I've turned from an AutoMapper advocate to a strong opponent over the course of about a year.

At first it seems like a great way to reduce stupid repetitive code. It accelerates initial development.

All is good and well until you have to change the application and all the nice tooling that helps us refactor with confidence breaks down because it cannot see the implicit coupling between mapped objects.

  • Compiler checks are gone.
  • Traceability is gone.
  • Debugging is next to impossible.

Profile validation to the rescue?

AutoMapper allows you to mitigate this to some extent by grouping mappings into profiles and then asserting that the profile is valid, meaning that all properties of the destination types are mapped.

This however requires that any unused properties in the destination type are ignored.

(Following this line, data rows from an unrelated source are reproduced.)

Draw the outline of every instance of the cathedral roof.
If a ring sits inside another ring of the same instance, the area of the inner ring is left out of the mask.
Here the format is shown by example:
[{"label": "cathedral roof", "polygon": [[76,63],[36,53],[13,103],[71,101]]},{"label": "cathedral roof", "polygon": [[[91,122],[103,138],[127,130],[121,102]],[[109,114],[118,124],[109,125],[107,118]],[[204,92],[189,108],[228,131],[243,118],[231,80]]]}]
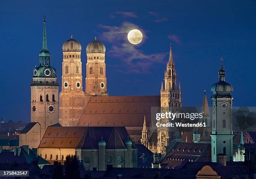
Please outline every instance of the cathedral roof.
[{"label": "cathedral roof", "polygon": [[79,42],[71,38],[66,41],[62,45],[62,51],[76,51],[80,52],[82,51],[82,46]]},{"label": "cathedral roof", "polygon": [[[98,149],[103,137],[106,149],[126,148],[131,137],[124,127],[49,127],[39,148]],[[132,147],[136,148],[132,142]]]},{"label": "cathedral roof", "polygon": [[92,97],[77,125],[141,126],[141,133],[144,115],[149,126],[151,107],[160,106],[160,96]]},{"label": "cathedral roof", "polygon": [[100,41],[96,40],[96,38],[95,41],[92,41],[89,43],[86,47],[86,53],[100,53],[105,54],[106,53],[106,47],[104,44]]}]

If mappings address only a subset of fields on your types this will lead to lots of custom configuration code in your mappings, essentially defeating the main benefit of AutoMapper: less mapping code.

AutoMapper is not free

AutoMapper was hailed by some as the solution to ease the implementation of strictly layered architectures and later DDD. Decoupling layers or domains is impossible without mapping or transforming from one model to the next.

While AutoMapper can indeed help ease that burden, I'm inclined to agree with Greg Young that all this mapping is painful and if you really want to do this, you should feel that pain.(See 8 lines of code by Greg Young, skip to 39:00 for the bit about AutoMapper)

All that mapping magic does not come for free. Besides the maintenance issues mentioned earlier, AutoMapper also has a performance cost.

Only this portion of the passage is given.